Friday, August 04, 2006

Cuba on alert as Bush calls for democracy on the island

Yahoo! News
Cuba on alert as Bush calls for democracy on the island

by Patrick LescotThu Aug 3, 10:35 PM ET


Cuba is on heightened alert, wary of a possible invasion by US-based Cuban exiles, as US President George W. Bush called on islanders to push for democracy with strongman Fidel Castro sidelined by surgery.

While Fidel and his younger brother Raul have yet to appear in public since the elder Castro handed power to his sibling Monday, Bush said the United States was ready to help Cuba's transition to democracy.

"I urge the Cuban people to work for democratic change on the island," Bush said in his first statement since Fidel temporarily relinquished power to Raul while he recovers from surgery.

"We will support you in your effort to build a transitional government in Cuba committed to democracy, and we will take note of those, in the current Cuban regime, who obstruct your desire for a free Cuba," Bush said.

The US State Department earlier lashed out at the "imposition" of Raul Castro as interim president replacing the 79-year-old Fidel.

There was no immediate reaction from the Cuban government, but panelists on a government news show panned Bush's call.

The director of the Juventud Rebelde (Rebel Youth) newspaper said that Bush had delivered "tin pot rhetoric" and "hollow blathering," while legislator Randy Alonso dismissed Bush's statement as "the epitome of delirium and dry inebriation."

While the island has largely been calm since the late Monday handover announcement, tension began to rise Thursday with announcements in the official media of "combat alerts" and reservists being called to military to duty.

"The means of combat are ready to defend us," announced the front page of the official newspaper Granma.

The news media, fully controlled by the government, called on Cubans to face "the threats of the empire and the terrorist mafia." The former refers to the United States, and the latter to the US-based Cuban exile community.

Calls from Cuban exiles in Florida for a popular uprising against the Communist regime have only exacerbated the sense of alert.

One group of Miami-based Cuban exiles is ready to defy a 44-year-old US embargo and is organizing a flotilla to sail to Cuba.

"We will do it when we reach the right moment," Ramon Saul Sanchez, leader of the Democracy Movement, told AFP. Sanchez said the group has three ships as well as fishing boats, and are trying to obtain a cargo ship to sail to the island when "the regime begins to crack."

In Havana, Juan Jose Rabilero, the national coordinator of the Committee to Defend the Revolution, called on teams of party loyalists to "prevent illegal departures" of people trying to flee the island by sea.

The committees, neighborhood units that gather more than seven million people, were "called to defend the motherland," he said.

The atmosphere of tension is also fueled by Raul Castro's failure to make a public appearance.

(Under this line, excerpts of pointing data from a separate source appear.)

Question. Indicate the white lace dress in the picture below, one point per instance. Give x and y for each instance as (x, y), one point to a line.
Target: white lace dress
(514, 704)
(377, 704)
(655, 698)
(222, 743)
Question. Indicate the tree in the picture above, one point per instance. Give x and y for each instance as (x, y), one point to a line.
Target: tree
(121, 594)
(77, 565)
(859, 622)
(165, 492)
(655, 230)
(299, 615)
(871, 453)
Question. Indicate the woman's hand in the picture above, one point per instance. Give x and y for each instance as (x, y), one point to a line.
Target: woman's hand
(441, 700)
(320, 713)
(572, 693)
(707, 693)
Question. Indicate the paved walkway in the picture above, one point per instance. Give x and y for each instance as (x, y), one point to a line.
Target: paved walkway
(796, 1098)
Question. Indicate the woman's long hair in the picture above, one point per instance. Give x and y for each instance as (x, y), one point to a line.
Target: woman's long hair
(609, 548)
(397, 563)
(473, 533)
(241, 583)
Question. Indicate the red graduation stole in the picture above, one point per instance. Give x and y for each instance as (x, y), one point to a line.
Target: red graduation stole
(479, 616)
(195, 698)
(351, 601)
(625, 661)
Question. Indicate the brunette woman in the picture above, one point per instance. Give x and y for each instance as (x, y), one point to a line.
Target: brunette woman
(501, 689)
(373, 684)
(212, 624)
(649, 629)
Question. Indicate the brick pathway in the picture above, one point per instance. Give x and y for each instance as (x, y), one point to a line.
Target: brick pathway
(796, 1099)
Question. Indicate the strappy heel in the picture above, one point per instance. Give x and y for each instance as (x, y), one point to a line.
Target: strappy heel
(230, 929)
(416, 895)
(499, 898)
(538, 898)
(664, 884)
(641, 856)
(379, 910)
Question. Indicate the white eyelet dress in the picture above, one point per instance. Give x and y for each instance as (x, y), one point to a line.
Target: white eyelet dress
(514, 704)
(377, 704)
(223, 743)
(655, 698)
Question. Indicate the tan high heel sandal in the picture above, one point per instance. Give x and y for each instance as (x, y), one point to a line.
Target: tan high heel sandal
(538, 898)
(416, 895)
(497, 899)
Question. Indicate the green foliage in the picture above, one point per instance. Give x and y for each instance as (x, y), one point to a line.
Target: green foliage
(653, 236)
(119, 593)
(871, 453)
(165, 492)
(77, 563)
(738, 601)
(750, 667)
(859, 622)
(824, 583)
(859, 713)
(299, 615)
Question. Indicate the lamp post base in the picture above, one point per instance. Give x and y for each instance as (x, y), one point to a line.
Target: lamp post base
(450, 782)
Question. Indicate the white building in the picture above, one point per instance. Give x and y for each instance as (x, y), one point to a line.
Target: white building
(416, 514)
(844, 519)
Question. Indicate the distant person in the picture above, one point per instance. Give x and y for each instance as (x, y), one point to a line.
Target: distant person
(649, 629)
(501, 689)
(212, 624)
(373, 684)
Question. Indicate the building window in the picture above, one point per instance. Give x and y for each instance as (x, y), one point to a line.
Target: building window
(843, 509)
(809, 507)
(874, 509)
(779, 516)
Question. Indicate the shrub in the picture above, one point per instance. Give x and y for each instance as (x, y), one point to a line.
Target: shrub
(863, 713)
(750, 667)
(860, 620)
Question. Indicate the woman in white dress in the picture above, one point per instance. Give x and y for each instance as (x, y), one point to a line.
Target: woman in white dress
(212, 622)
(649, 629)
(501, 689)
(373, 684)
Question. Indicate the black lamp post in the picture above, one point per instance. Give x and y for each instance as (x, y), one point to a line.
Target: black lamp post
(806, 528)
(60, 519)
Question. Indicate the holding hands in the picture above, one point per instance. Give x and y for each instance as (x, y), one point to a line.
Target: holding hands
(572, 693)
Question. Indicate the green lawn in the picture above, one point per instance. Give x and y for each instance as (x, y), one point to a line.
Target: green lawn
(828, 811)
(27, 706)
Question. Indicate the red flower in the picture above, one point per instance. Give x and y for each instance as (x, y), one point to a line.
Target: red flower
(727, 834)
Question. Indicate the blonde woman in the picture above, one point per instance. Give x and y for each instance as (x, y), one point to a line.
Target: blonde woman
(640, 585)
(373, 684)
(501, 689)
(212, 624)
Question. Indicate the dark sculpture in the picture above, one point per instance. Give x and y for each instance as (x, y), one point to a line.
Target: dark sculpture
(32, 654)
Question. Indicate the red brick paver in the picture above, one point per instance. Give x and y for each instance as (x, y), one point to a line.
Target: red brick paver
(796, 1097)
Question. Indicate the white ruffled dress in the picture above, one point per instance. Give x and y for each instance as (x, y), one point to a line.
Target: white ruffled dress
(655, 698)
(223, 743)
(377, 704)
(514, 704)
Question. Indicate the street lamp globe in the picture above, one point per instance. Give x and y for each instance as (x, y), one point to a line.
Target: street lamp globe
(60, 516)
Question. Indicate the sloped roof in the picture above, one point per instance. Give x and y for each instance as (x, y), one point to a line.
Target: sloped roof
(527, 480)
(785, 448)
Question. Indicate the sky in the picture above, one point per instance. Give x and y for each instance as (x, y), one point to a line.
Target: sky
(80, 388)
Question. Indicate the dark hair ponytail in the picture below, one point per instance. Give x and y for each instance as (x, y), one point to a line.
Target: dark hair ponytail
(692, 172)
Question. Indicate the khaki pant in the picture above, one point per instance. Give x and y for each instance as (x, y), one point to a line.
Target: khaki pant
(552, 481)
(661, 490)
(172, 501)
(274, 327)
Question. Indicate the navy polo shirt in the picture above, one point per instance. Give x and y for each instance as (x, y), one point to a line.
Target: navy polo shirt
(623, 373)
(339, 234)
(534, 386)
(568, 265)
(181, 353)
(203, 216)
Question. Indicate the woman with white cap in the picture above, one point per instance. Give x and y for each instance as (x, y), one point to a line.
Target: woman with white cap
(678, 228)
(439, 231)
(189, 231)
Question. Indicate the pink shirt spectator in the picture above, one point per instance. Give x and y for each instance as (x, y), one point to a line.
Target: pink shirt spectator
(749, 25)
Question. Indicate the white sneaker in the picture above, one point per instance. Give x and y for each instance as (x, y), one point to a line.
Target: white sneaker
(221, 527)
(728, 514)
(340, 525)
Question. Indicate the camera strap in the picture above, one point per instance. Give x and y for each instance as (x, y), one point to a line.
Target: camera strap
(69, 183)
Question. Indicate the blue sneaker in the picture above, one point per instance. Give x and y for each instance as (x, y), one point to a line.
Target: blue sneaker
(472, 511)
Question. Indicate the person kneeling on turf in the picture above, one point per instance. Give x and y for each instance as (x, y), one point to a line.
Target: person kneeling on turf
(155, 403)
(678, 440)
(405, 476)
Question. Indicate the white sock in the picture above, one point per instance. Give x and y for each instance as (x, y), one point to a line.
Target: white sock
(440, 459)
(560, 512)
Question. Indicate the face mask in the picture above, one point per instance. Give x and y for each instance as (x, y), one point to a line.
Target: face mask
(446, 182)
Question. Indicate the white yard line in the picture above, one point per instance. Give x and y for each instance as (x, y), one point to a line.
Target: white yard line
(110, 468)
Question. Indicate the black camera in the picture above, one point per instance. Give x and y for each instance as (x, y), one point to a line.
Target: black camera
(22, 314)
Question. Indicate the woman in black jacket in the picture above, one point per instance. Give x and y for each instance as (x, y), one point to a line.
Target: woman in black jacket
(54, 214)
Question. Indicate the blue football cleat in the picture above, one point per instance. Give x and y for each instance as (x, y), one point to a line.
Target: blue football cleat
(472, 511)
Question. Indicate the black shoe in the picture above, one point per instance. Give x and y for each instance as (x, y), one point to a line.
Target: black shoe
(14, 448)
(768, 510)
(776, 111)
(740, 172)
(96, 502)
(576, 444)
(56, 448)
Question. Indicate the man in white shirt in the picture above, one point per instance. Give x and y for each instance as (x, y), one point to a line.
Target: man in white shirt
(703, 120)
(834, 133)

To fill the void, the Granma newspaper re-ran a July 1 statement by Raul about the legitimacy of Cuba's leadership.

Cuba's enemy, Raul said in reference to the United States, "knows that the special trust the people put in the main leader of a revolutionary government is not passed on as if it were an inheritance to those who in the future may hold the country's top leadership positions.

"There is only one commander-in-chief of the Cuban Revolution, and it is the Communist Party," he was quoted as saying in the front-page story.

For many Havana residents, no news from the man now wielding Cuba's power -- who leads the government, 50,000-man armed forces and Communist Party -- was not necessarily good news.

Regime watchers are not surprised by Raul taking his time, but the uncertainty helped fuel speculation over whether Cuba might move toward some kind of transition, stay the same, or even see the government take a harder line.

On the street, many people said they were not that familiar with Raul, who was seen as a hardliner early in the Communist regime but is now said to admire China's embrace of communism and capitalism. He led pragmatic reforms such as opening up to tourism.

Fidel Castro, who turns 80 on August 13, has been heard from only in a statement attributed to him late Tuesday, saying he was in "good spirits." He was last seen in public July 26.